First United Methodist Church’s response to President Donald Trump’s executive orders on immigration follow the response of the United Methodist Bishops of the State of Texas in an open letter to other Methodist churches in Texas.

“Accordingly, we call upon President Trump, Governor Abbott and the leaders of our nation and state to seek a more compassionate response to immigrants and refugees,” the letter stated.

Within the last couple of months, both Simpson and Frenzel said they have found themselves becoming better facilitators during controversial conversations about topics such as immigration and how they offer scripture rather than handing out their perspectives.

“I find scripture much more compelling than some person’s argument for or against something,” Simpson said.

Simpson and Frenzel spoke about the Bible’s many narratives of hospitality and how the simplicity of these stories does not equip us with all the answers to complicated social issues. Simpson said how these hospitality narratives are “foundational” to recognizing that we all children of God. Brandon went on to explain that when Jesus said love your neighbor, he meant everyone.

“For us, in a sense, the Gospel is radical,” Frenzel said. “There is nothing commonplace about it. It’s radical love; it’s radical grace. We believe that we offer grace and hope to all people.”

Frenzel explained how complicated their role as pastors is because they are trying to speak to everyone. Both pastors have seen how their congregation has become more aware of how diverse the political views are among each other.
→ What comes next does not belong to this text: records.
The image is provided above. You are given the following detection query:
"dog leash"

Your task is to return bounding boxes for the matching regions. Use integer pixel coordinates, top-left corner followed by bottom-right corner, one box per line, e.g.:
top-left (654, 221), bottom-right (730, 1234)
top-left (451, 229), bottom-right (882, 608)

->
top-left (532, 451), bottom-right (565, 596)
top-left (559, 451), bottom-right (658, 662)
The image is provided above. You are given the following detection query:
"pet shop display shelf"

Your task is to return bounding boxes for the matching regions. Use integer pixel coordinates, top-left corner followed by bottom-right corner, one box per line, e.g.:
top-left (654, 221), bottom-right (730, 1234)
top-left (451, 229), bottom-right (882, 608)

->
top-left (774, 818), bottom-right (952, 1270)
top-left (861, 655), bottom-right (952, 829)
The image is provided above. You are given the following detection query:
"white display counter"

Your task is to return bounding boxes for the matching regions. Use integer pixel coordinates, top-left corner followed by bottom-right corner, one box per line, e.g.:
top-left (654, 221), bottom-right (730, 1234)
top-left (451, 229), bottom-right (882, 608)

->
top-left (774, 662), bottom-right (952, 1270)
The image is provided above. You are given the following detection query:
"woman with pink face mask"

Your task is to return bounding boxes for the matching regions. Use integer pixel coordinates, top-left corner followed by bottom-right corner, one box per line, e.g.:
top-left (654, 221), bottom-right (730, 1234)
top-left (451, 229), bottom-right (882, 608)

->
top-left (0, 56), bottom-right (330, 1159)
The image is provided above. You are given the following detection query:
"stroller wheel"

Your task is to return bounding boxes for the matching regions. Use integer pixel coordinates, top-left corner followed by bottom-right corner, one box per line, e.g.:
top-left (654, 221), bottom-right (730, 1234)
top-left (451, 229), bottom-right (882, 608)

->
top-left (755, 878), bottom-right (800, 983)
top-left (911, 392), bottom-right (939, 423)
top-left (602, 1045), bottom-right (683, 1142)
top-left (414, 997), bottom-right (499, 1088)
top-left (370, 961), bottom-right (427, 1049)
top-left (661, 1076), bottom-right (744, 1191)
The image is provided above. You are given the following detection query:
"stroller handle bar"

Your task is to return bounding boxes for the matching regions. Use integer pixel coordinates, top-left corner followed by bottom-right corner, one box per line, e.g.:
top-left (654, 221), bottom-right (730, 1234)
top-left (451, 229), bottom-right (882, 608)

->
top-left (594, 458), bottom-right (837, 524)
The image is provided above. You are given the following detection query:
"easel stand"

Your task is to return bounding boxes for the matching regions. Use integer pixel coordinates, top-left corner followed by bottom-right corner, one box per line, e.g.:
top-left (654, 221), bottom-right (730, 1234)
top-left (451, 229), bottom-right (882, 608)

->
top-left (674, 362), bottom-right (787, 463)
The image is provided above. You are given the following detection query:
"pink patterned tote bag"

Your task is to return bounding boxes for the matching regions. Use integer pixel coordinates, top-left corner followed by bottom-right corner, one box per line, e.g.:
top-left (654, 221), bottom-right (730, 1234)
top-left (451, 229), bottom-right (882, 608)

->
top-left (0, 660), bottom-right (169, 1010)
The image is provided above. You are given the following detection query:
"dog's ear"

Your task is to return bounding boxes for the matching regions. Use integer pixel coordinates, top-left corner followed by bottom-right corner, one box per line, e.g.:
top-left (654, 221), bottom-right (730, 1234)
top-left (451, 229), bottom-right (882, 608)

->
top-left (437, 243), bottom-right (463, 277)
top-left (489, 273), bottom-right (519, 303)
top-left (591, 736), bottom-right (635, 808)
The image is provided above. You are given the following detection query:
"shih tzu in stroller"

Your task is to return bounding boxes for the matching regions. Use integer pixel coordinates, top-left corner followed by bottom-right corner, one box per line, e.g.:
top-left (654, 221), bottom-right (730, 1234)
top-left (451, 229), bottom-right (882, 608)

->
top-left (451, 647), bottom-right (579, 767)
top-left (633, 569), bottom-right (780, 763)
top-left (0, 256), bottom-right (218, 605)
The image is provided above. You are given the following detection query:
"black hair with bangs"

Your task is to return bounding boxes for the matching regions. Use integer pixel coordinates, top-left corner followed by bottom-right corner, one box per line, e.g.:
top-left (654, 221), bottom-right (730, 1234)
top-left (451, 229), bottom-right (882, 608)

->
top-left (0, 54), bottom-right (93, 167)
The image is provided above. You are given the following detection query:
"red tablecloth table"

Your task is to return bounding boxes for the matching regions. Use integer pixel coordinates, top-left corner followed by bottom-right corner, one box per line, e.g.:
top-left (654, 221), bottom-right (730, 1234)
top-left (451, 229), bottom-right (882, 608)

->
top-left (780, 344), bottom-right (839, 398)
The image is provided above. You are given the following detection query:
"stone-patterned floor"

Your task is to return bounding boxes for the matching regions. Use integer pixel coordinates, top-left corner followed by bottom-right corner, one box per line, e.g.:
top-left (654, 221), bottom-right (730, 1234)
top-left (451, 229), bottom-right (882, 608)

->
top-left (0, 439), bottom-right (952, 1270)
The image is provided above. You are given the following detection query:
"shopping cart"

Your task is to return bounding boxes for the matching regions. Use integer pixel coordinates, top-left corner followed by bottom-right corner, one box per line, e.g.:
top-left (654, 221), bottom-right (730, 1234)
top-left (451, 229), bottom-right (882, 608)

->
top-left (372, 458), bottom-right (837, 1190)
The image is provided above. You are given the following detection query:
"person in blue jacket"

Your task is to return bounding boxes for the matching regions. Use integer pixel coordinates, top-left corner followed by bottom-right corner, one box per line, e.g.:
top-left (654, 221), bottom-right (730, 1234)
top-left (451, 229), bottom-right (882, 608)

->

“Several months ago, I think they would have all thought, ‘We all think the same thing, we all feel the same and we would all vote the same way,’” Simpson said.

First United Methodist Church is not currently a sanctuary church, but Frenzel and Simpson said the situation has not risen for a decision to be made about sanctuary church status. Simpson said it would be on a case-by-case basis, and it is a decision that would have to include the entire church. Simpson and Frenzel went on to agree on their hopes for the future.

“Our city, our nation and our world will look more like the kingdom of God,” Simpson said. “It is a big ask and it takes a lot of work.”